1. A sulphur dioxide releasing film comprising:

a hydrophilic polymer which is swellable upon contact with moisture;

calcium sulphite or sodium sulphite; and

a latent acidulant.

2. A film according to claim 1 in which the latent acidulant comprises at least one anhydride.

3. A film according to claim 2 in which the latent acidulant comprises at least one anhydride compound from the group comprising succinic anhydride, benzoic anhydride, itaconic anhydride, and adipic anhydride.

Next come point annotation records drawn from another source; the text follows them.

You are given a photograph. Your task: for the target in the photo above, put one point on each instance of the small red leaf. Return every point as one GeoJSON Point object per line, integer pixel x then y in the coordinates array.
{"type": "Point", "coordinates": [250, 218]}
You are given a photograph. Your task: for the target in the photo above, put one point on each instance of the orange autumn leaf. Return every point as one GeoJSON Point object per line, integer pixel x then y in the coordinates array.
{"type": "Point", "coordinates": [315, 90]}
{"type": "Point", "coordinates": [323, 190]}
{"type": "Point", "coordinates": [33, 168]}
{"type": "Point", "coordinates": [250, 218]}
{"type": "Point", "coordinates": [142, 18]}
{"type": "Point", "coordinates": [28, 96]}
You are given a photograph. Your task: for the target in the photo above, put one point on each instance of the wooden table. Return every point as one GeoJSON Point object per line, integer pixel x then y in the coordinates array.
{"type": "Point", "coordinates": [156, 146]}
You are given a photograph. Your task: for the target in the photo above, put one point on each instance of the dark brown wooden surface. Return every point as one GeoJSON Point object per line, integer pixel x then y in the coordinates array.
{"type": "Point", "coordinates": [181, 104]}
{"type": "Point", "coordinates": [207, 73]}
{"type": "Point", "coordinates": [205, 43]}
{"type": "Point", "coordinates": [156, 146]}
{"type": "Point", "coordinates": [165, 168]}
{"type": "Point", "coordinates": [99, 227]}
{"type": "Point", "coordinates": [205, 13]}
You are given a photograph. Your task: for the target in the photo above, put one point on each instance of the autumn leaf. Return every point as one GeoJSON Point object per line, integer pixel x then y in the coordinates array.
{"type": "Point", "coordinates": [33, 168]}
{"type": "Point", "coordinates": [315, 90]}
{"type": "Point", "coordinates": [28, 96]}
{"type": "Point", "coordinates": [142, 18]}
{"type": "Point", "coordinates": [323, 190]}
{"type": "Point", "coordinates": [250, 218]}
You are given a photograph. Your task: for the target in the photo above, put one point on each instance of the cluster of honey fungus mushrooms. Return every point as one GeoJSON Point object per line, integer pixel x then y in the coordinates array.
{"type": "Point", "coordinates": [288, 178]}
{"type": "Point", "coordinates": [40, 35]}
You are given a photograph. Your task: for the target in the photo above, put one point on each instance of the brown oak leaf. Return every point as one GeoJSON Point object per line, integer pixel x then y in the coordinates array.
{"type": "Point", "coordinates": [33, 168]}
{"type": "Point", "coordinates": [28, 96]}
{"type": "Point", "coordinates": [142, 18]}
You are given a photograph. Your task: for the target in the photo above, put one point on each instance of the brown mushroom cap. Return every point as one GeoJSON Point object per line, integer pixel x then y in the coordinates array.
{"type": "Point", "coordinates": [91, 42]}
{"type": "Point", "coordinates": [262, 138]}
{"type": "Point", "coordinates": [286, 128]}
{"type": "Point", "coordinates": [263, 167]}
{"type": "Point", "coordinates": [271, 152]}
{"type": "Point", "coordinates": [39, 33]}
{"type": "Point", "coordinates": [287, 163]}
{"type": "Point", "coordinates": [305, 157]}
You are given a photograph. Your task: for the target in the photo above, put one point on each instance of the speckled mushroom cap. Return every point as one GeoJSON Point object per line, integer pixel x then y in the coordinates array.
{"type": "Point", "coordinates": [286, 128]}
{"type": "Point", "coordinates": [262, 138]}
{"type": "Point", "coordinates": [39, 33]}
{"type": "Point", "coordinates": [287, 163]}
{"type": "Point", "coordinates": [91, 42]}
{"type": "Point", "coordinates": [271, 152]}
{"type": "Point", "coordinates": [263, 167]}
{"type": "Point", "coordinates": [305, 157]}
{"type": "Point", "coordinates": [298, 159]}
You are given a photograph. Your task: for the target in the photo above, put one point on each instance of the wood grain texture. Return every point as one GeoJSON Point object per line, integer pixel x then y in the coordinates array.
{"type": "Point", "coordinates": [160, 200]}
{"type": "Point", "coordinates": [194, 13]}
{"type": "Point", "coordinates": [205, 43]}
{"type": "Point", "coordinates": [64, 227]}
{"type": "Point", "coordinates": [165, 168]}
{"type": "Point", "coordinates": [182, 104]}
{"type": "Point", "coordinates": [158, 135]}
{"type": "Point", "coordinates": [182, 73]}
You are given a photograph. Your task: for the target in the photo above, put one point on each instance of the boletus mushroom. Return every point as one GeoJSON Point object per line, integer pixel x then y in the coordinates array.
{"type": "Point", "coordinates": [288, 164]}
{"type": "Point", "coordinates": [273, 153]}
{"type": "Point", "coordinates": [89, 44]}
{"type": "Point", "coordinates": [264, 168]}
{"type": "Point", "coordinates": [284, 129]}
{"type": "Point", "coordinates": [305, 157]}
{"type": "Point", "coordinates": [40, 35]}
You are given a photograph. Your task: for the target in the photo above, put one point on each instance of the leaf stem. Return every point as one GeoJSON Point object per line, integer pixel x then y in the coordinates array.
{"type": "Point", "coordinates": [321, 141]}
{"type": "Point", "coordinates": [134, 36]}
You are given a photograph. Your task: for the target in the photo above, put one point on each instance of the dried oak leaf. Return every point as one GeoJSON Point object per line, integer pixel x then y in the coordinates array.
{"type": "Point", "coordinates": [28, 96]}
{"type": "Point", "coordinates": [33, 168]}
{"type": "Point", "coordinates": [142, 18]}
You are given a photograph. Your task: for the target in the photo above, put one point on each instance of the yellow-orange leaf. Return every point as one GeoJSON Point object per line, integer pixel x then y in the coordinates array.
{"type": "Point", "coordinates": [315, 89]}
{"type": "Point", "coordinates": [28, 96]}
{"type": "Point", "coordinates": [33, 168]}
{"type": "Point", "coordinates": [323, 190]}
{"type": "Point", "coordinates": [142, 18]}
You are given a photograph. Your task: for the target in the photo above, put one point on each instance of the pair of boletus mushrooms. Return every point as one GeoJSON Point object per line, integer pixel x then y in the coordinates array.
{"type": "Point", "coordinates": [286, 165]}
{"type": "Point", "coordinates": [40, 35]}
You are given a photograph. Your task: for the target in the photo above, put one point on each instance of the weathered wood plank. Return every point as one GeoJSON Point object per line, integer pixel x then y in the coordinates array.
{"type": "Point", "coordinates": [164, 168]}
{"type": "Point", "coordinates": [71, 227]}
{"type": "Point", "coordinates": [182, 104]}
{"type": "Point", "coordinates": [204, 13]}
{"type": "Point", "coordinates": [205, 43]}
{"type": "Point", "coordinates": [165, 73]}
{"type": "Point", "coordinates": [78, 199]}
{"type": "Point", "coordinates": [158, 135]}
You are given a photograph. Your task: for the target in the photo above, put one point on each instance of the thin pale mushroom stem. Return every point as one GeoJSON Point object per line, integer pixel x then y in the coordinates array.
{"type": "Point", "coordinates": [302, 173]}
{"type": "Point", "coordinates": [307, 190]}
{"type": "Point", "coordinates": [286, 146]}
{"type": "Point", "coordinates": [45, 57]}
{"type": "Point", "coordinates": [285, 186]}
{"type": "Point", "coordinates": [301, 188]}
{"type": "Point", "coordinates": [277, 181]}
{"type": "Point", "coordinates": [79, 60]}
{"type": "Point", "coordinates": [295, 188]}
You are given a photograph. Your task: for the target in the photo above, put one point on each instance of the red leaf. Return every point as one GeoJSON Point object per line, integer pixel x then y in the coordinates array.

4. A film according to claim 1 in which the polymer comprises ethyl cellulose or cellulose acetate.

5. A film according to claim 1 in which the polymer comprises a blend of a hydrophilic polymer with a hydrophobic polymer.

6. A film according to claim 5 in which the hydrophobic polymer comprises polyethylene.

7. A film according to claim 5 in which the hydrophilic polymer comprises poly(ethylene oxide) or poly(vinyl alcohol-ethylene).

8. A film according to claim 1 in which the polymer is capable of absorbing during swelling at least 2%, preferably at least 4%, most preferably about 10% water by weight of the polymer.

9. A sulphur dioxide releasing article comprising a sulphur dioxide releasing film according to claim 1.

10. A sulphur dioxide releasing article according to claim 9 comprising an article coated with the sulphur dioxide releasing film.

11. A packaging material according to claim 9.

12. A foodstuff according to claim 9.